To start sending logs, you'll need to create a log stream first, via the Console Create Log Stream
button.
Schema
Schema is the structure of the log event. It defines the fields and their types. Parseable supports two types of schema - dynamic and static. You can choose the schema type while creating the log stream. Additionally, if you want to enforce a specific schema, you'll need to send that schema at the time of creating the log stream.
At any point in time, you can fetch the schema of a log stream on the Console or the Get Schema API.
Dynamic
Log streams by default have dynamic schema. This means you don't need to define a schema for a log stream. The Parseable server detects the schema from first event. If there are subsequent events (with new schema), it updates internal schema accordingly.
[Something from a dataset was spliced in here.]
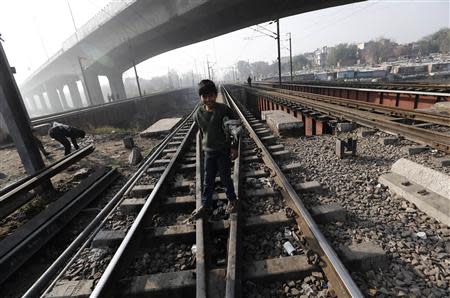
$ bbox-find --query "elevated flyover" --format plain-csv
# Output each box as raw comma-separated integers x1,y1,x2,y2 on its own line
21,0,361,114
Log data formats evolve over time, and users prefer a dynamic schema approach, where they don't have to worry about schema changes, and they are still able to ingest events to a given stream.
For dynamic schema, Parseable doesn't allow changing the type of an existing column whose type is already set. For example, if a column is detected as string
in the first event, it can't be changed to int
or timestamp
in a later event. If you'd like to force a specific schema, you can set the schema while creating the stream.
Static
In some cases, you may want to enforce a specific schema for a log stream. You can do this by setting the static schema flag while creating the log stream. This schema will be enforced for all the events ingested to the stream. You'll need to provide the schema in the form of a JSON object with field names and their types, with the create stream API call. The following types are supported in the schema: string
, int
, float
, timestamp
, boolean
.
Partitioning
By default, the log events are partitioned based on the p_timestamp
field. p_timestamp
is an internal field added by Parseable to each log event. This field specifies the time when the Parseable server received this event. Parseable adds this field to ensure there is always a time axis to the log events, so it becomes easier to query the events based on time. Refer to the historical data ingestion section for more details.
You can also partition the log events based on a custom time field. For example, if you're sending events that contain a field called datetime
(a column that has a timestamp in a valid format), you can specify this field as the partition field. This helps speed up the query performance when you're querying based on the partition field. Refer to the custom partitioning section for more details.
Flattening
Nested JSON objects are automatically flattened. For example, the following JSON object
{
"foo": {
"bar": "baz"
}
}
will be flattened to
{
"foo.bar": "baz"
}
before it gets stored. While querying, this field should be referred to as foo.bar
. For example, select foo.bar from <stream-name>
. The flattened field will be available in the schema as well.
Batching and Compression
Wherever applicable, we recommend enabling the log agent's compression and batching features to reduce network traffic and improve ingestion performance. The maximum payload size in Parseable is 10 MiB (10485760 Bytes). The payload can contain single log event as a JSON object or multiple log events in a JSON array. There is no limit to the number of batched events in a single call.
Timestamp
Correct time is critical to understand the proper sequence of events. Timestamps are important for debugging, analytics, and deriving transactions. We recommend that you include a timestamp in your log events formatted in RFC3339 format.
Parseable uses the event-received timestamp and adds it to the log event in the field p_timestamp
. This ensures there is a time reference in the log event, even if the original event doesn't have a timestamp. If you'd like to use your own timestamp instead for partitioning of data, please refer the documentation here.